Microarray technology provides a comprehensive, rapid and efficient method for large scale profiling of gene expression changes in biological samples (e.g., treatment versus control, disease versus normal). The advantages of DNA microarray technology include the ability to analyze expression patterns of thousands of genes simultaneously. Other advantages include the ability to characterize relationships between genes and the changes in biological processes such as disease states, developmental stages and responses to drugs [22, 23]. More importantly, Canales et al recently showed that results generated from five different microarray platforms correlated exceedingly well with real-time quantitative polymerase chain reaction (RT-PCR), as well as other non-microarray-based approaches to determine transcript abundance .

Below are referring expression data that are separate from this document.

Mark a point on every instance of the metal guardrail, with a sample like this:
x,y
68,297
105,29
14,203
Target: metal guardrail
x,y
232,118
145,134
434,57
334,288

In this study, using two primary human TM cell lines isolated from either a newborn or an adult donor, we examined the distribution of GRα and GRβ isoforms and determined global gene expression profiles after treatment with 1 μM of three potent GR agonists (dexamethasone, fluocinolone acetonide and triamcinolone acetonide). TM 86 and TM 93 expressed all known GRα and GRβ isoforms as determined by Western blot. The gene expression profiles and Ingenuity Pathway Analysis demonstrated that each of the three GCs regulated a common and unique subset of genes that is associated with a cell lineage-dependent specific signaling pathway.